The first, simple, optimisation was to memoise part of each prefix test. In order to ensure the next domino did not introduce too high of a spot value, we have to calculate the maximum spot value seen so far. The old approach iterated the entire layout for every new domino to do this. I introduced a cache of the maximum spot value for each prefix length. The values can be quickly calculated based on the maximum value for the previous length and the new domino, and discarded once the search backtracks past that point. This reduced the search time to around ten minutes.

Next, I once again took inspiration from The Art of Computer Programming Volume 4A, but this time in the solution to exercise 107 in section 7.2.1.3. The exercise concerns a similar problem: counting the number of valid cycles of dominoes. The key insight is that we can consider far fewer layouts by excluding the doubles, and then use the fact that inserting doubles wherever possible will not break a valid layout. The solution to this problem can also be used to calculate the number of valid layouts by accounting for all of the places we can break the cycle, which was useful for verifying my answer.

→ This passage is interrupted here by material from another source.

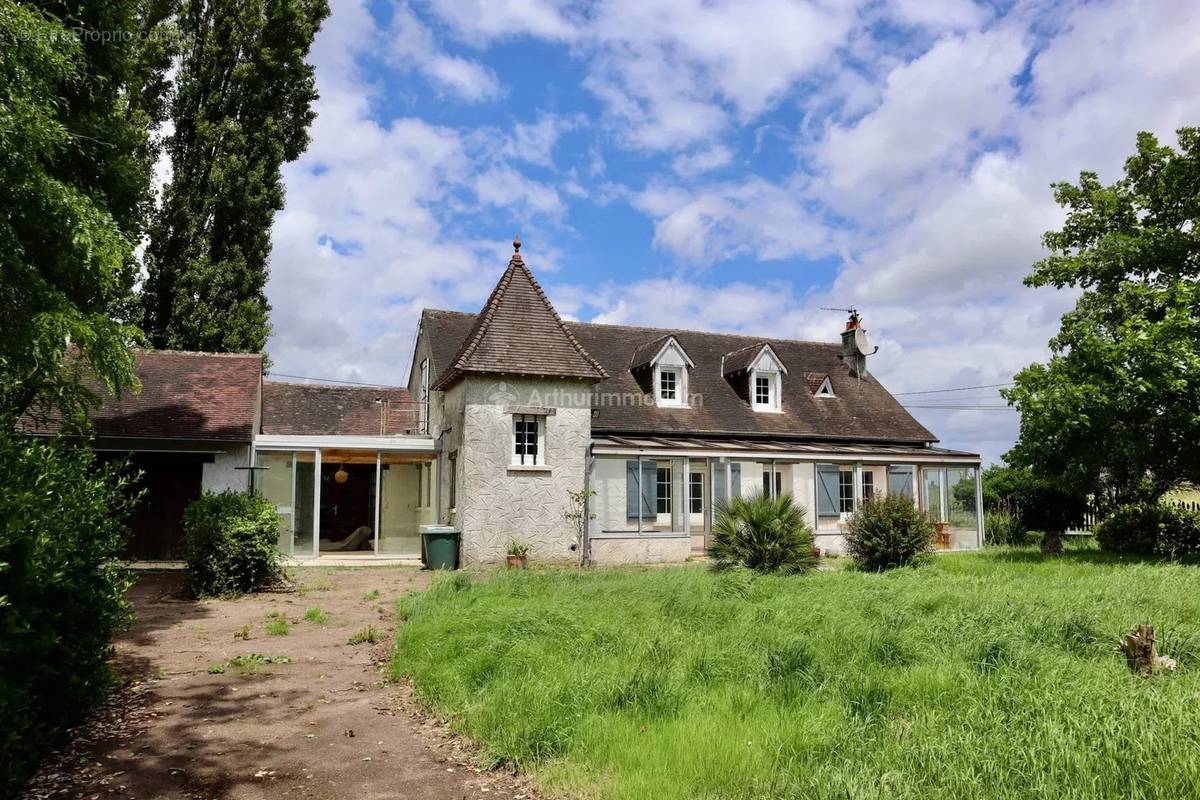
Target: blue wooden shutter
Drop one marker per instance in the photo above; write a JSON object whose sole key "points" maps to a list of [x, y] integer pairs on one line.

If we view each domino as an edge in a graph with nodes defined by spot values, double dominoes are loops. Each valid layout is an Eulerian path in this graph. Considering each node on such a Eulerian path for the seven spot valued case, we see that the path must visit the starting node four times, and each other node three times. Therefore, there are $4 \cdot 3^{6}$ valid ways of inserting the double dominoes into a valid layout.

We can ignore the double dominoes in the search and multiply our result by $4 \cdot 3^{6}$ to account for their exclusion. Applying this to our implementation greatly improves its performance, so that it now takes around 70ms to search the seven spot valued case. Sadly, any larger cases still seem beyond it, but we have the value we need: 1018781431234560 valid layouts. Our optimisations have meant that the search itself only explores 541568 layouts.

Probability of winning

Dividing the number of valid layouts by the total number of layouts gives us a probability of winning each game of approximately $1.24 \cdot 10^{- 23}$ . These don’t seem especially good odds. Framed another way, if you bet £1 that you’d win a game you would want the prize to be at least £80,334,053,316,768,194,550,319.07 to make money in the long run.

How long should we expect to play?

But Quiss and Ajayi don’t care about losing; they only need to win once. How many games does it take to have a 50% chance of having won at least once? To figure this out, we can let $p$ be the probability of winning a game as calculated above, then solve for the number of games $n$ :

\begin{matrix} 1 - {(1 - p)}^{n} & \geq & 0.5 \\ {(1 - p)}^{n} & \leq & 0.5 \\ n & = & ⌈ \log_{1 - p} 0.5 ⌉ \\ n & = & 55683322559470195244459 \end{matrix}

Assuming Quiss and Ajayi can play one round a minute for twelve hours a day (a brutal pace), it would take over 211 quadrillion years to play this many games. The upper bound established in the novel seems incredibly optimistic. Perhaps the flow of time is distorted, whether objectively or subjectively.